The UK hasn't passed EU laws since Brexit was done Jan 2021 like they did when they were a member. It's just a free trade agreement now. It is up to UK exporters to provide proof of compliance just like Canadian exporters to EU. 42% of total UK exports is to EU, even pre-Brexit it was below 50%.

In 2015 it was still just 44% of total UK exports to EU: https://www.ons.gov.uk/businessindustryandtrade/internationa...

freddybobs|2 years ago

So the majority of trade was/is/likely to remain with the EU?

Perhaps I should clarify on the EU law point. I made the point that most EU laws were copied, but the trade point was not about laws in the Uk.

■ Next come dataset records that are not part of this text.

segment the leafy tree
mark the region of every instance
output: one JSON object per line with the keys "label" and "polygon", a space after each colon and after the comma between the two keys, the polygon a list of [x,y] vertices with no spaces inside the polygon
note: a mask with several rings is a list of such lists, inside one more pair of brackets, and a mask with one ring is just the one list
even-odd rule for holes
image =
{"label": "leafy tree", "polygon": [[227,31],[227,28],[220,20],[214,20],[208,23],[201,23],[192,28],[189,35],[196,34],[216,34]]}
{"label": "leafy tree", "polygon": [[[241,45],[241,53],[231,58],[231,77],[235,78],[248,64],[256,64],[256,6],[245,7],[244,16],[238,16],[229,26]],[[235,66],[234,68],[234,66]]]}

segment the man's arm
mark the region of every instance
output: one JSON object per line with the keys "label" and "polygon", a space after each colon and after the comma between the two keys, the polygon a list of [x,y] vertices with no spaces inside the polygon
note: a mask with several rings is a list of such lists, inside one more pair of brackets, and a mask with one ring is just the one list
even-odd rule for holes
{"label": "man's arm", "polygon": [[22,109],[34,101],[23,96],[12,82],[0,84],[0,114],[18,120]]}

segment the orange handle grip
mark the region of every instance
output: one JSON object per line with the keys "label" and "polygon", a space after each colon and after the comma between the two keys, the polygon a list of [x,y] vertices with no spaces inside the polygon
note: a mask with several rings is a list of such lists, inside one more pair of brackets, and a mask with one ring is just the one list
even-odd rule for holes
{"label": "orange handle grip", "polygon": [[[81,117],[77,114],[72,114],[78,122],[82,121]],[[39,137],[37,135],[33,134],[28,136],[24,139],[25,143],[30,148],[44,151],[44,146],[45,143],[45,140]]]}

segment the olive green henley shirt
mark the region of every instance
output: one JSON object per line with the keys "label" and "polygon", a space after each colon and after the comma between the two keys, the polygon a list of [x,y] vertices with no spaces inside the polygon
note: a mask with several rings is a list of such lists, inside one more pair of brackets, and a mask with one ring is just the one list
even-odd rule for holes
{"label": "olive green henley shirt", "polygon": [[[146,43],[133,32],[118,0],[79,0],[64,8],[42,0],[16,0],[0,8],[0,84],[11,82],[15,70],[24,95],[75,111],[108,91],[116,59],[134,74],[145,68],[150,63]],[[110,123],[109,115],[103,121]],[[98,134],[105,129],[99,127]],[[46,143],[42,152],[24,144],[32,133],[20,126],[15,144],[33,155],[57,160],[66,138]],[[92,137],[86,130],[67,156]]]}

It's that UK companies will and do voluntarily comply with EU laws. They do that so they can continue to trade with the EU - the Uks largest trading partner. Moreover previously the Uk had a large seat at the table in deciding such EU laws. Now the Uk largely complies either by law or by necessity to trade with laws it doesn't even have a say in.

On bendy bananas, it also turns out...

> EU ‘bendy bananas’ regulation to remain despite Brexit

https://www.independent.co.uk/news/uk/politics/eu-bendy-bana...

Not that this is some huge deal. It's just another (somewhat amusing) data point in a project that doesn't appear to have any significant tangible benefit.

Moreover I'd claim it isn't going to get much better, because how can it? The UK made trade much harder with it's main trading partner.

I don't think that's funny. It's dumb and tragic.